Convolutions

Objectives:

Application of convolution on images

Reading and opening images

The following code enables to read an image, put it in a numpy array and display it in the notebook.



In [ ]:

    
%matplotlib inline
import matplotlib.pyplot as plt
import numpy as np

from skimage.io import imread
from skimage.transform import resize



In [ ]:

    
sample_image = imread("bumblebee.png")
sample_image= sample_image.astype("float32")

size = sample_image.shape
print("sample image shape: ", sample_image.shape)

plt.imshow(sample_image.astype('uint8'));

A simple convolution filter

The goal of this section to use tensorflow / Keras to perform individual convolutions on images. This section does not involve training any model yet.



In [ ]:

    
import tensorflow as tf
print(tf.__version__)



In [ ]:

    
from tensorflow.keras.models import Sequential
from tensorflow.keras.layers import Conv2D



In [ ]:

    
conv = Conv2D(filters=3, kernel_size=(5, 5), padding="same",
              input_shape=(None, None, 3))

Remember: in Keras, None is used as a marker for tensor dimensions with dynamic size. In this case batch_size, width and height are all dynamic: they can depend on the input. Only the number of input channels (3 colors) has been fixed.



In [ ]:

    
sample_image.shape



In [ ]:

    
img_in = np.expand_dims(sample_image, 0)
img_in.shape

Questions:

If we apply this convolution to this image, what will be the shape of the generated feature map?

Hints:

in Keras padding="same" means that convolutions uses as much padding as necessary so has to preserve the spatial dimension of the input maps or image;
in Keras, convolutions have no strides by default.

Bonus: how much padding Keras has to use to preserve the spatial dimensions in this particular case?



In [ ]:

    
img_out = conv(img_in)
print(type(img_out), img_out.shape)

The output is a tensorflow Eager Tensor, which can be converted to obtain a standard numpy array:



In [ ]:

    
np_img_out = img_out[0].numpy()
print(type(np_img_out))



In [ ]:

    
fig, (ax0, ax1) = plt.subplots(ncols=2, figsize=(10, 5))
ax0.imshow(sample_image.astype('uint8'))
ax1.imshow(np_img_out.astype('uint8'));

The output has 3 channels, hence can also be interpreted as an RGB image with matplotlib. However it is the result of a random convolutional filter applied to the original one.

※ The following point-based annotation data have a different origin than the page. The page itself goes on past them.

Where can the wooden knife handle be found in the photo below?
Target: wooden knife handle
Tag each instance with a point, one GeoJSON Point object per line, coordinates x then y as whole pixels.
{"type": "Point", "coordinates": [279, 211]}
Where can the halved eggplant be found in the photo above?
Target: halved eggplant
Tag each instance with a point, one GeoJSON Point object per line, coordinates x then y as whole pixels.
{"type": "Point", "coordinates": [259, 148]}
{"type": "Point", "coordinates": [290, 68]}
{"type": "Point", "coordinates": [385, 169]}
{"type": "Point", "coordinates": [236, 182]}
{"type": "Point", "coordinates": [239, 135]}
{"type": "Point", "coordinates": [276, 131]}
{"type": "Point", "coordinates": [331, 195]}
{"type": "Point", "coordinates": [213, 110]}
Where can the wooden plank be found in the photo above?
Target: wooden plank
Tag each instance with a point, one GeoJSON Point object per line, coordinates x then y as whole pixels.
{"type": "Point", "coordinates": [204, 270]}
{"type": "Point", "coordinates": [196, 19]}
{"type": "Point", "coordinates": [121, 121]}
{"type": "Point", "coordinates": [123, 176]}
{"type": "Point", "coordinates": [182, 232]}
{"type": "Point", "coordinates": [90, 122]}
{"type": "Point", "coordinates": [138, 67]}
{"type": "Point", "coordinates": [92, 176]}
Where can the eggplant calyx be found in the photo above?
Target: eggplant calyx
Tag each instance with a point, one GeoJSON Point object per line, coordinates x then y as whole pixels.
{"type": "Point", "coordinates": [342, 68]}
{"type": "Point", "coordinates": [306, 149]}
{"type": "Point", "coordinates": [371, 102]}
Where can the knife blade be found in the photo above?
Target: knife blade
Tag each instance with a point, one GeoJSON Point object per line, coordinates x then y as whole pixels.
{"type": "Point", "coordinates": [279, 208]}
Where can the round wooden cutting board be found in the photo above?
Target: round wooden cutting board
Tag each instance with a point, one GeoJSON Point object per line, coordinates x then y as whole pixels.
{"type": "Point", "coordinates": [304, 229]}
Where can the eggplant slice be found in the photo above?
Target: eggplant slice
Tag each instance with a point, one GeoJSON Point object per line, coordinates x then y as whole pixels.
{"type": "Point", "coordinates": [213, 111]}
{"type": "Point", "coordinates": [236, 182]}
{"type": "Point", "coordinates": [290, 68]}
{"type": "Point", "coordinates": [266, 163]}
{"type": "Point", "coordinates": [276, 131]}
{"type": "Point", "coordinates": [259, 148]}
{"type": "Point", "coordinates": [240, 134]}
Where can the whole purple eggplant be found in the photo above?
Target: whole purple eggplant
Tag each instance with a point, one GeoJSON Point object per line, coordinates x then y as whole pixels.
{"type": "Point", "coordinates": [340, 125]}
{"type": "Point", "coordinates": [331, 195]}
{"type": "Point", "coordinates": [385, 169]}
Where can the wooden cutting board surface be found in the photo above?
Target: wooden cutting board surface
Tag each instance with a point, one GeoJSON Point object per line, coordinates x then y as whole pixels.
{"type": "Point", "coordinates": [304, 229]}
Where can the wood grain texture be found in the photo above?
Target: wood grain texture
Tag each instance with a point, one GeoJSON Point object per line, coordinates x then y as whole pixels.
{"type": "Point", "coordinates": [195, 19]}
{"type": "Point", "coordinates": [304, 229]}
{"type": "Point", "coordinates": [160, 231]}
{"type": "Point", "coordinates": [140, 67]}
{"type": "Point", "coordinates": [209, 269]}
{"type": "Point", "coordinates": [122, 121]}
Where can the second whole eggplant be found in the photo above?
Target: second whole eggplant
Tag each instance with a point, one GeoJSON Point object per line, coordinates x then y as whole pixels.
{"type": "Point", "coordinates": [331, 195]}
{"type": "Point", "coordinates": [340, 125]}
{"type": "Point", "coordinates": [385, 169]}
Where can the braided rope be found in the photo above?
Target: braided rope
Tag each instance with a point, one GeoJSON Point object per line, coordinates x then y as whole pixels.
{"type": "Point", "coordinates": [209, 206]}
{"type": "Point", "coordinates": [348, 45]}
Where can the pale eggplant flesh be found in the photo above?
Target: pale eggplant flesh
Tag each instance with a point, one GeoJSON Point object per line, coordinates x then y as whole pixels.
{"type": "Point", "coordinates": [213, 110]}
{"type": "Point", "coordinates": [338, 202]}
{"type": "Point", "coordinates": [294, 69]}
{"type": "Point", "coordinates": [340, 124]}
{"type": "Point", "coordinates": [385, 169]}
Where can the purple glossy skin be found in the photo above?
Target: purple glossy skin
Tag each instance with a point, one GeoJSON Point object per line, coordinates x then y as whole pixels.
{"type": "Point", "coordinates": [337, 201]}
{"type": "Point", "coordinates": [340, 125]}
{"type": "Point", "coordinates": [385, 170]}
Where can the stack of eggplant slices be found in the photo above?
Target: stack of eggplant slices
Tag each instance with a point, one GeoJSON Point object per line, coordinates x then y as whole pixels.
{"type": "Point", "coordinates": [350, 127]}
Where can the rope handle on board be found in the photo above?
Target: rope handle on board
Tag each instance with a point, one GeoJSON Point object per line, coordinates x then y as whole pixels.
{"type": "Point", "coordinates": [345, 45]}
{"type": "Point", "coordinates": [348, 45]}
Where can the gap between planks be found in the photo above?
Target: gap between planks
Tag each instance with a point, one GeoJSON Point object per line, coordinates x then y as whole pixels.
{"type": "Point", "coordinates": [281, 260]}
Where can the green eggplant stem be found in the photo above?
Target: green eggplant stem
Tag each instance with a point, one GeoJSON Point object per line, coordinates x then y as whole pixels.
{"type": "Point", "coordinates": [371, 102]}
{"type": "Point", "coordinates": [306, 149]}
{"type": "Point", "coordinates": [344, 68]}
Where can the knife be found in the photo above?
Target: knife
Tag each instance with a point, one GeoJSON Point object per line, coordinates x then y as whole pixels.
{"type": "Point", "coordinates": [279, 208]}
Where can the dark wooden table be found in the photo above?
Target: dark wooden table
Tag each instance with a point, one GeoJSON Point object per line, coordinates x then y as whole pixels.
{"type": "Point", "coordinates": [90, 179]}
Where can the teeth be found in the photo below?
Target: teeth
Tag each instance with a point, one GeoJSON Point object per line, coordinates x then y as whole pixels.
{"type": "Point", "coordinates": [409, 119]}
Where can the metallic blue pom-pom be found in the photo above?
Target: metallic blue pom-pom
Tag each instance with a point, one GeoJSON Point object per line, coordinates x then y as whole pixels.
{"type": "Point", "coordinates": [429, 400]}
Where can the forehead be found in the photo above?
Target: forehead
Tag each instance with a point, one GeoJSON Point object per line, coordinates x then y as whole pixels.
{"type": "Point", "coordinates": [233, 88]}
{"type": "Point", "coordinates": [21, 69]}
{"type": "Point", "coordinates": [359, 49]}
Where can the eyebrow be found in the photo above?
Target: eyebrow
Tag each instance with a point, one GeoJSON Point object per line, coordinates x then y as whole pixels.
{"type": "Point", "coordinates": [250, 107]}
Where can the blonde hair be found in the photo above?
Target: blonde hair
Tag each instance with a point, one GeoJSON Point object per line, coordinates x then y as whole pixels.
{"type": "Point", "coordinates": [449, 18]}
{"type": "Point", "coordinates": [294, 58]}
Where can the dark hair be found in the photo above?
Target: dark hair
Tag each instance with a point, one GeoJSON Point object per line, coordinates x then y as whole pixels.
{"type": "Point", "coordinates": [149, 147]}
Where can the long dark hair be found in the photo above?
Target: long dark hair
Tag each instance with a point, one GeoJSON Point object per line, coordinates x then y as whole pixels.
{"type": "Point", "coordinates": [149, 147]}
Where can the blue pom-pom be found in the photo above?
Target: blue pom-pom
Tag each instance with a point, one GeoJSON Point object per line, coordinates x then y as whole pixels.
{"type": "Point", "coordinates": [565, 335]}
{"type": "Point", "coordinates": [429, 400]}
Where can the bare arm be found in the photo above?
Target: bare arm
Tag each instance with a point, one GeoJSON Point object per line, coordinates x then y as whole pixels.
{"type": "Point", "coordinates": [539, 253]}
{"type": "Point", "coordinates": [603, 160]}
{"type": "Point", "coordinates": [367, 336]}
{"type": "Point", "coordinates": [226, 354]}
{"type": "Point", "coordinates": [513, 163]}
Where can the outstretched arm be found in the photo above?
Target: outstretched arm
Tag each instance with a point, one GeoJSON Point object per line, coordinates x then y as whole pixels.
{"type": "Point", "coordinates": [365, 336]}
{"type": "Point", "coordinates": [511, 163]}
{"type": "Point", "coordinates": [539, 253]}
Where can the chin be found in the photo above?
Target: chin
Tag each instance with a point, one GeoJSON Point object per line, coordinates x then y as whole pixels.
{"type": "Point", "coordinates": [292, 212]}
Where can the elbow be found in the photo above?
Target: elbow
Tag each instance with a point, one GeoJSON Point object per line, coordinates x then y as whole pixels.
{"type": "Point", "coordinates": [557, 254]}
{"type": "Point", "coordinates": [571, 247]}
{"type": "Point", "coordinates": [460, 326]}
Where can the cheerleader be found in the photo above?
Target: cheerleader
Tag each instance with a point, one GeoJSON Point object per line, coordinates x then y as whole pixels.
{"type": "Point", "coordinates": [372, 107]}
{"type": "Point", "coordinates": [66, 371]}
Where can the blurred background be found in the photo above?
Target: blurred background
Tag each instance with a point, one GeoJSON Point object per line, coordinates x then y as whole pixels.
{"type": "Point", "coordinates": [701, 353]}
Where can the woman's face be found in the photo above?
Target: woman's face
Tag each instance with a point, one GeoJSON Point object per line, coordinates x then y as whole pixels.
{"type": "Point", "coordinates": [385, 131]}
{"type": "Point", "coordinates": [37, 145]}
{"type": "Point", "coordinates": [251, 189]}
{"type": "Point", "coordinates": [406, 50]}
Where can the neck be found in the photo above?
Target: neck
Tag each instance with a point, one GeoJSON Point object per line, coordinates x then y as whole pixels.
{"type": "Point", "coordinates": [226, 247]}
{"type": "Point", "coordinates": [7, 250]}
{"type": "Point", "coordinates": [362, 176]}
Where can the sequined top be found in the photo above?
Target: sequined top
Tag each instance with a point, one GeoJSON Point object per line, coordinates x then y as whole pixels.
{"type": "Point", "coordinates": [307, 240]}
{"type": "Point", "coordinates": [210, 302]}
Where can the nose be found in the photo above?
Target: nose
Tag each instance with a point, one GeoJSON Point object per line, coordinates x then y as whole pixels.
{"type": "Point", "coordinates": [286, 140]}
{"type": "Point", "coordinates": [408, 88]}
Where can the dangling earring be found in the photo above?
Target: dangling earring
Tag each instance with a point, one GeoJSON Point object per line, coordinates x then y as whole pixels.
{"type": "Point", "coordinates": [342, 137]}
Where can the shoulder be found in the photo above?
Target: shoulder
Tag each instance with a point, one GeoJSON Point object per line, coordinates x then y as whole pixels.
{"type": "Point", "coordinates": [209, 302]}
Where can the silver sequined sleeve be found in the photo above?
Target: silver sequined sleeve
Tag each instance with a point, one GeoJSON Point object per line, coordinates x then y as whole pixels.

Let's look at the parameters:



In [ ]:

    
conv.count_params()

Question: can you compute the number of trainable parameters from the layer hyperparameters?

Hints:

the input image has 3 colors and a single convolution kernel mixes information from all the three input channels to compute its output;
a convolutional layer outputs many channels at once: each channel is the output of a distinct convolution operation (aka unit) of the layer;
do not forget the biases!



In [ ]:

Solution: let's introspect the keras model:



In [ ]:

    
len(conv.get_weights())



In [ ]:

    
weights = conv.get_weights()[0]
weights.shape

Eeach of the 3 output channels is generated by a distinct convolution kernel.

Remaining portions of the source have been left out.